Being a mum is everything but it’s also not enough. I know some girls grow up wishing and looking forward to being mothers, some even can’t wait till they can be a stay at home mum but personally this is not what I thought I would be doing at the age of 20. Yes I wanted kids but I also wanted to be working, I wanted to be going somewhere and right now I feel like I’m stuck.
Don’t get me wrong I wouldn’t change having my baby girls for the world but I am definitely struggling with adapting to this life. I struggle with the guilt I feel daily, I struggle with the lack of motivation I have to get out of bed most days, I struggle with not feeling good enough, I struggle with so much that alot of days I just want to curl up and hide. I don’t, every morning I get out of bed and get my baby girl, she doesn’t know that mummy wanted to hide under the blankets and pretend like she was gone, all she knows is that her mumma got her up and cuddled her. During the day I can’t wait till nap time but she doesn’t know that, she just sees mummy playing with her and feeding her, she sees mummy tending to her needs and demands with (most of the time) a smile or a few kind words.
I have days where I question if I’m enough for her, if she deserves a better mum, if I’m a good partner, if it’s worth it.

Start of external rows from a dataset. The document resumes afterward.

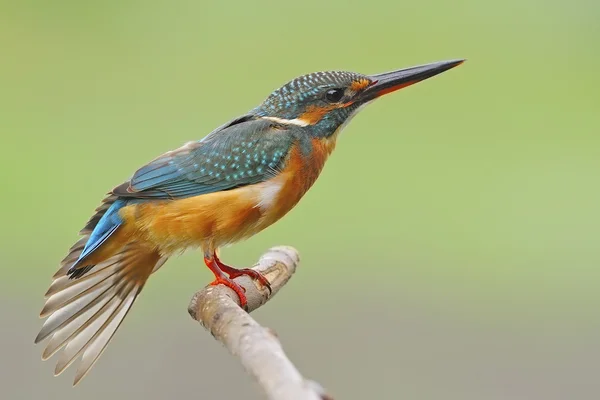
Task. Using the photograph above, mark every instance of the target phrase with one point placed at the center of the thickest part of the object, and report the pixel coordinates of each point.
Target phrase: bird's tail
(84, 311)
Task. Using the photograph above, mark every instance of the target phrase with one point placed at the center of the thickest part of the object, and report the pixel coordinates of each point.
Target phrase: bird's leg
(234, 273)
(220, 277)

Those days are super hard for me. The worst thing about having depression and anxiety and being a mum is you know you have it right but you can’t control it. You know that to your little one, you are amazing but your brain tells you different. It makes you question everything. It’s arguing with yourself over every decision and every action. It’s hating life but also knowing you have to stay.

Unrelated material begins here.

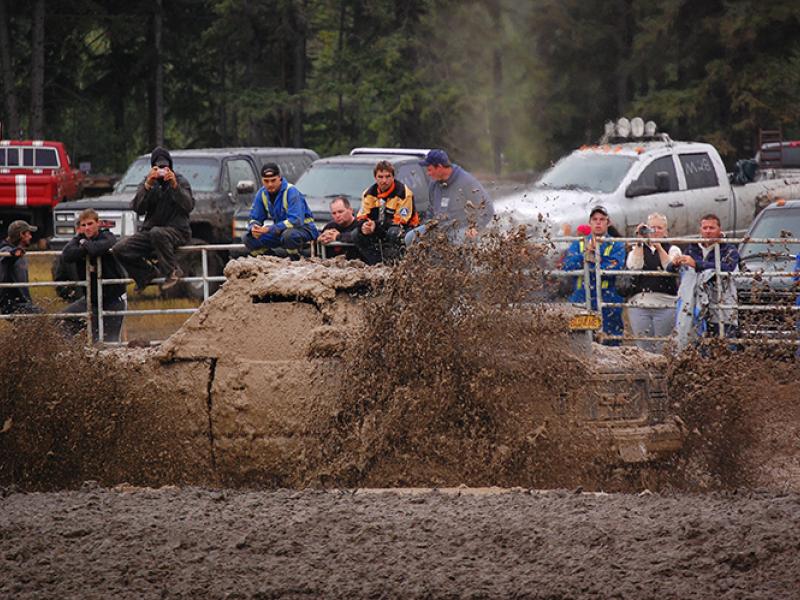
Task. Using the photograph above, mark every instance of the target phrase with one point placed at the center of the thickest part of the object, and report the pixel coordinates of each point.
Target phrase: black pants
(112, 325)
(135, 252)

Motherhood is hard without the added mental health issues but with them every day is it’s own fight. Motherhood is laughter, joy, baby cuddles, being relied on, love and so much good but it is also constant judgement, unwanted advice, dirty looks, being unappreciated, and feeling like you have no control. The worst part about it is that alot of the judgment and unwanted advice comes from other mums. Whether they are strangers, your own family, your partner’s family, your ‘friends’ or anyone else you get it from every aspect of your life. The only thing you can do is be firm and stand your ground and remember no matter who they are it’s not their place, it is your child and you alone make those decisions about what you want for them or don’t want for them.